Triple Combo and FMS sonic downhole logs were acquired between 70 and 240 mbsf in Hole U1318B. The downhole logs are characterized by low amplitude variations in Subunits 3A and 3B (92-192 mbsf), and by increased velocity and thin lithified layers in Subunit 3C (below 192 mbsf). The hiatus represented by the oyster bed at the base of Unit 2 is rich in uranium (as seen in the natural gamma radiation logs), which tends to accumulate at hiatuses and condensed intervals.

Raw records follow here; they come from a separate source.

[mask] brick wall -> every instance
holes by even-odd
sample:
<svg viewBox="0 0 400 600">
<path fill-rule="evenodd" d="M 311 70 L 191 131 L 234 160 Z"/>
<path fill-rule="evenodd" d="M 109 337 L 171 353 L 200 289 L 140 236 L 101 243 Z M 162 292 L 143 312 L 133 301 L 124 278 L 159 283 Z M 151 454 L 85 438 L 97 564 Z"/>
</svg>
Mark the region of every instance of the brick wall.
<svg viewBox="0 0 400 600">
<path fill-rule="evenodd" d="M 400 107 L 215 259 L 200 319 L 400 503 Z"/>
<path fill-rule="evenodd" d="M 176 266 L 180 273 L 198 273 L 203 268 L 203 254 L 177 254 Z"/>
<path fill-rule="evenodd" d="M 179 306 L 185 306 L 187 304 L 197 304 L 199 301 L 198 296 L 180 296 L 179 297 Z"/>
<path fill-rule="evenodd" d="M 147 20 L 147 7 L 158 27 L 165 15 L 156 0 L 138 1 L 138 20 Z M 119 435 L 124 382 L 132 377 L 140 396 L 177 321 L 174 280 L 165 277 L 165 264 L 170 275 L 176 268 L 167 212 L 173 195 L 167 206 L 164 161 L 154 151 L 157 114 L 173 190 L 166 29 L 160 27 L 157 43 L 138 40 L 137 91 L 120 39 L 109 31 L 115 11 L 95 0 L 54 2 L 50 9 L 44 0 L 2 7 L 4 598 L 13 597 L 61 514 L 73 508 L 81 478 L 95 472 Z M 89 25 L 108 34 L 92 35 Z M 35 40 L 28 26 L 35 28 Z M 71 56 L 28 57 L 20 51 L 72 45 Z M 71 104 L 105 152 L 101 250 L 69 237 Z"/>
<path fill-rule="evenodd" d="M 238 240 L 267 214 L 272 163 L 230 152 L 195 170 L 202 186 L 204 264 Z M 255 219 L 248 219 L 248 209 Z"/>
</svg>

Periods of rapid sedimentation overlying hiatuses have profoundly affected the chemistry and microbial activity of Site U1318 sediments. The dominance of burial over diffusion within the upper Unit 1 sediments is strikingly shown by the nearly non-changing, near seawater concentrations of Li and Sr in the upper 50 m of drift sediments. Below 50 mbsf both linearly increase with depth indicating a source for both elements that was deeper than our maximum sampling depth. Chlorinity exhibits a constant concentration of 570 mM in Unit 1. However, we observed a broad excursion in the chloride concentration between 100 and 160 mbsf of up to 580 mM (at 140 mbsf). This excursion may be correlated to a major oceanographic low water stand, e.g., the Messinian Salt Crises in the Late Miocene. Buried and repeating trends in the sequence of terminal electon acceptors is also seen in the interstitial Mn, Fe and sulfate profiles. We observe a peak of dissolved Mn, underlain by dissolved peaks in Fe, and a decrease in sulfate concentration. This indicates the classic sequence of Mn reduction, Fe reduction, followed last by sulfate reduction. This sequence occurs at the surface and then repeats itself at 80 mbsf, and then again at 180 mbsf. These represent buried redox fronts. Prokarote abundances are greater than predicted from the global depth-abundance curve in the sediments of Subunits 1b and 1c, but drop precipitously below the hiatus in Unit 2. Some deep dolomitization must be occurring base on the decrease in Mg at depths below 200 mbsf. This is consistent with microscopic and XRD identification of dolomite in these sediments. Si concentrations exhibit striking change in the interstitial water concentration between the Unit 1 (200 mM) and Unit 3 (900 mM) sediments. This probably reflects a change in siliceous facies occurring over the hiatus at 82 mbsf. Total carbonate concentrations also change dramatically at this boundary, increasing from 10 wt% in Unit 1 to a peak of 40 wt% throughout Subunit 3A.